Pharmaceutical and Safety Profile Evaluation of Novel Selenocompounds with Noteworthy Anticancer Activity
Małgorzata Anna Marć,
Enrique Domínguez-Álvarez,
Gniewomir Latacz,
Agata Doroz-Płonka,
Carmen Sanmartín,
Gabriella Spengler,
Jadwiga Handzlik
Affiliations
Małgorzata Anna Marć
Department of Technology and Biotechnology of Drugs, Jagiellonian University Medical College, Medyczna 9, 30-688 Kraków, Poland
Enrique Domínguez-Álvarez
Instituto de Química Orgánica General (IQOG-CSIC), Consejo Superior de Investigaciones Científicas, Juan de la Cierva 3, 28006 Madrid, Spain
Gniewomir Latacz
Department of Technology and Biotechnology of Drugs, Jagiellonian University Medical College, Medyczna 9, 30-688 Kraków, Poland
Agata Doroz-Płonka
Department of Technology and Biotechnology of Drugs, Jagiellonian University Medical College, Medyczna 9, 30-688 Kraków, Poland
Carmen Sanmartín
Department of Pharmaceutical Technology and Chemistry, School of Pharmacy and Nutrition, University of Navarra, 31008 Pamplona, Spain
Gabriella Spengler
Albert Szent-Györgyi Health Center, Department of Medical Microbiology, Albert Szent-Györgyi Medical School, University of Szeged, Semmelweis utca 6, 6725 Szeged, Hungary
Jadwiga Handzlik
Department of Technology and Biotechnology of Drugs, Jagiellonian University Medical College, Medyczna 9, 30-688 Kraków, Poland
Prior studies have reported the potent and selective cytotoxic, pro-apoptotic, and chemopreventive activities of a cyclic selenoanhydride and of a series of selenoesters. Some of these selenium derivatives demonstrated multidrug resistance (MDR)-reversing activity in different resistant cancer cell lines. Thus, the aim of this study was to evaluate the pharmaceutical and safety profiles of these selected selenocompounds using alternative methods in silico and in vitro.
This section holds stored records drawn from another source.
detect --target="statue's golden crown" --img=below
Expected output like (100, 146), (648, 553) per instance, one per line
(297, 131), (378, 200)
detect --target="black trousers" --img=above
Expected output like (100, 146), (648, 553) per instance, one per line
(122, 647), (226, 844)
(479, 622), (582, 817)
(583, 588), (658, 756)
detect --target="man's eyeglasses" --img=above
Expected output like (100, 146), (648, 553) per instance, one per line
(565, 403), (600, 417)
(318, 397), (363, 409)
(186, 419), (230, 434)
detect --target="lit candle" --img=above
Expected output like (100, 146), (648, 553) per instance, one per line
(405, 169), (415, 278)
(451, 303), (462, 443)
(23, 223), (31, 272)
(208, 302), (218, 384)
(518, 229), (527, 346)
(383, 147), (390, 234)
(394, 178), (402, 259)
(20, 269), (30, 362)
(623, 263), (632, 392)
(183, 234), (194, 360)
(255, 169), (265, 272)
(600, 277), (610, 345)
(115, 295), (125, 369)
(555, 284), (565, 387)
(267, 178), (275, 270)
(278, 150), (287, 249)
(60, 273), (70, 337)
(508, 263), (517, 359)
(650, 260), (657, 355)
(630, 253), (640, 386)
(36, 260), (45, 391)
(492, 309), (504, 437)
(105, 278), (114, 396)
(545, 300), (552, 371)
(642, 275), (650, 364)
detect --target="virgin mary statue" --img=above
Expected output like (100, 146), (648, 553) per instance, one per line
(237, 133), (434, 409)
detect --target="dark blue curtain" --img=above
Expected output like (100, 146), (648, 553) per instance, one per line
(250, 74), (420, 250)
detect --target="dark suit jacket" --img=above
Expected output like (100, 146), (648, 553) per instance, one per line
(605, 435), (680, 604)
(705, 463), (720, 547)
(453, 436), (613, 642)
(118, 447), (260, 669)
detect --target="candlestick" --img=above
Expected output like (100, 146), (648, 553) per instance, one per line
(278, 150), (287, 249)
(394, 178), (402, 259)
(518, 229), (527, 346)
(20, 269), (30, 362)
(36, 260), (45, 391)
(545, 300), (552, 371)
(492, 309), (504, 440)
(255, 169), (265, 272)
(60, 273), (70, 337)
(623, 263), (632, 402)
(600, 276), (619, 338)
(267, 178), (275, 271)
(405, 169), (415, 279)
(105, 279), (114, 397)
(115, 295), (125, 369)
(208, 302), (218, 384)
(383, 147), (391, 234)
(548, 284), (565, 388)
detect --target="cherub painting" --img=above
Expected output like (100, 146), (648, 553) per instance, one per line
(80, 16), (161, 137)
One of the main tasks of this work was to determine both the physicochemical properties and metabolic stability of these selenoesters. The obtained results proved that these tested selenocompounds could become potential candidates for novel and safe anticancer drugs with good ADMET parameters. The most favorable selenocompounds turned out to be the phthalic selenoanhydride (EDA-A6), two ketone-containing selenoesters with a 4-chlorophenyl moiety (EDA-71 and EDA-73), and a symmetrical selenodiester with a pyridine ring and two selenium atoms (EDA-119).